Selama seminggu berada di Rumah Sakit, Anya sudah diperbolehkan pulang. Dokter memberinya banyak pesan. Merawat luka operasinya, menghindari pekerjaan yang menekan perut serta mengelola emosi.

Sayangnya di hari kepulangannya, Rangga tidak bisa datang. Pria yang seminggu ini sering lembur itu baru saja mengirim pesan padanya.

Kak Rangga
Anya, kakak minta maaf nggak bisa datang. Ada pekerjaan yang harus kakak kerjakan sayang. Tunggu nanti malam Kak Rangga di rumah ya.

Diusapnya pelan layar ponsel, helaan nafas kecil meluncur dari bibir ranum itu. Akhir-akhir ini Rangga begitu sibuk, sering kali lembur dan pulang jam sembilan hingga sepuluh malam.

“Anya tunggu di sini dulu ya, Nak.”

Ia mendongak. Mama memegang secarcik kertas berisi nama obat yang harus ditembus ke apotik rumah sakit lantai 1.

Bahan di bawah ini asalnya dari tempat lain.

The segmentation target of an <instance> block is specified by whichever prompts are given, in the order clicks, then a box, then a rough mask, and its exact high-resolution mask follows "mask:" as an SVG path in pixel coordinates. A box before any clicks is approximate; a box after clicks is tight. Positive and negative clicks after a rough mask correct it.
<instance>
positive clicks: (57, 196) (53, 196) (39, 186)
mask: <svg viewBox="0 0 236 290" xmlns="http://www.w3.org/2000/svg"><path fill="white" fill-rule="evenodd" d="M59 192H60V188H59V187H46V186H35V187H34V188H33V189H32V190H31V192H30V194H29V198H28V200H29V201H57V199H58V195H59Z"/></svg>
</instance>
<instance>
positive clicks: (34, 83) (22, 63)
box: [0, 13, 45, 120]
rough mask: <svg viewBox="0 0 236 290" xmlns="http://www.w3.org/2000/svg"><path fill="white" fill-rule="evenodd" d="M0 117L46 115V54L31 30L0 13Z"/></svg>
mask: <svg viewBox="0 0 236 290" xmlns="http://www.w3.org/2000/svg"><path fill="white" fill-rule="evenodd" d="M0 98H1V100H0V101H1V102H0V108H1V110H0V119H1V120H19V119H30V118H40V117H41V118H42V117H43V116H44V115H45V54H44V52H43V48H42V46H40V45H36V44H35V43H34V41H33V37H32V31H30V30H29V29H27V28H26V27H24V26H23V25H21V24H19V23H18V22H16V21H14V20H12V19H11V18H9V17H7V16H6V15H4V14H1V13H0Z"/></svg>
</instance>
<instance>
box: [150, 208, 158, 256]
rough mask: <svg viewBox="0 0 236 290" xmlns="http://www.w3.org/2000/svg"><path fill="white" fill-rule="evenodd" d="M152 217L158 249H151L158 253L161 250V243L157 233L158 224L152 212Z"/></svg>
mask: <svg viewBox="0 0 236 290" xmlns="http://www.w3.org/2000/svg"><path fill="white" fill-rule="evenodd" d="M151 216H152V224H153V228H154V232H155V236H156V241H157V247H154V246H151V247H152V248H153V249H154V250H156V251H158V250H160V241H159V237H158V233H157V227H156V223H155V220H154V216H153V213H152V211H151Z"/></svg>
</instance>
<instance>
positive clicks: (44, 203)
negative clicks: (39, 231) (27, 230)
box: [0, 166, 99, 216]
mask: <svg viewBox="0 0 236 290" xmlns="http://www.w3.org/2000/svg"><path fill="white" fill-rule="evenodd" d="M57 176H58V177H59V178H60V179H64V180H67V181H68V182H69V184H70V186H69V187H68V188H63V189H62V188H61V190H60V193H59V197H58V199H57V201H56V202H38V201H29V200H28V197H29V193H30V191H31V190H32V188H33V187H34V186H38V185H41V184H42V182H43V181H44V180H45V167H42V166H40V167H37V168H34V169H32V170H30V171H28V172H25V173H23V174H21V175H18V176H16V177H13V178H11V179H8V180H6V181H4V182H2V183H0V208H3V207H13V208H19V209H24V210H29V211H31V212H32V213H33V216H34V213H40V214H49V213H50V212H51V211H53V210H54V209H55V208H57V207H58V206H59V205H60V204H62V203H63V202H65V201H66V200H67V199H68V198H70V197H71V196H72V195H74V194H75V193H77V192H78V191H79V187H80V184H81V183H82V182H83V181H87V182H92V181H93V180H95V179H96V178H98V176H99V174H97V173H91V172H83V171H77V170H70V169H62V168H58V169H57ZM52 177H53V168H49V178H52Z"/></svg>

Anya memberi anggukan, memilih menunggu.Ia menunduk kembali, mengetikkan balasan

“Anya?”

Anya belum mengangkat kepalanya, sepasang sepatu putih berada tepat di bawah samping brankarnya. Ia yang duduk bersandar di atas Kasur dengan baju disket hitam kini perlahan mendongak. Sepasang bola mata bulat jernih menatapnya.

Kak Audsty?

“Bagaimana keadaanmu?”

Anya mengerjap. Kenapa Audsty tahu dia sedang di rumah sakit? Ia membalikkan ponselnya begitu Audsty sekilas melihat layar ponselnya yang memperlihatkan chatnya dengan Rangga.

“Anya … Alhamdulillah sudah baik,” jawabnya sambil menegakkan badan.

Audsty tersenyum simpul. “Boleh aku duduk?” Anggukan kecil Anya memuat perempuan cantik itu kini menarik kursi.

Anya masih diam, enggan mulai bicara. Terlalu banyak yang ia pikirkan saat ini.

“Rangga kenapa?” Audsty menatap ponsel yang digenggam kuat oleh Anya. Cewek itu berganti menatap Anya yang kini mengernyit bingung.

“Maksud kakak?”

“Rangga banyak kerjaan. Lembur setiap waktu. Apa ada masalah?”

Anya tidak mengerti.

“Aku boleh minta satu hal?”

Perasaanya tidak enak, Anya duduk tidak nyaman selama Audsty begitu menatapnya dengan lekat.

“Jangan bebani Rangga ya.”

Deg!

“Rangga dimarahin atasannya karena menghilangkan mobil perusahaan tepat di hari kamu kecelakaan. Gantinya kamu tahu?” Audsty tersenyum tipis. “Rangga nggak digaji selama beberapa waktu sampai gajinya bisa menganti mobil. Bahkan lemburnya nggak digaji.”

Retinanya melebar. Anya melepaskan genggamannya pada ponsel. Nafasnya terasa memburu seiring informasi yang bahkan tidak pernah ia tahu. Dan itu terasa mencekat dadanya.

“Lihat reaksimu, sepertinya kamu nggak tahu ya.”

“Kak Audsty-“

“Rangga itu nggak akan perlihatkan kesulitannya. Selama dia mampu dia akan bekerja sendiri. Dia nggak mau membebani orang lain. Mungkin dia juga nggak akan perlihatkan itu sama kamu.”

Dadanya terasa sesak, jantungnya seakan diremas. Pandangannya mengabur seiring cairan bening yang kini menggumpal.

Audsty berdiri. “Bantu Rangga. Jangan buat dia makin susah. Aku nggak suka.”

Kenapa perkataan Audsty seolah mengatakan ini gara-garanya?”

“Maaf ya jika  menyakitimu. Aku hanya masih peduli pada dia dan aku tidak suka melihat dia seperti ini.  Sampai jumpa. Jaga kesehatanmu.” Audsty tersenyum kecil, berbalik langkah untuk pergi. Anya mendongak.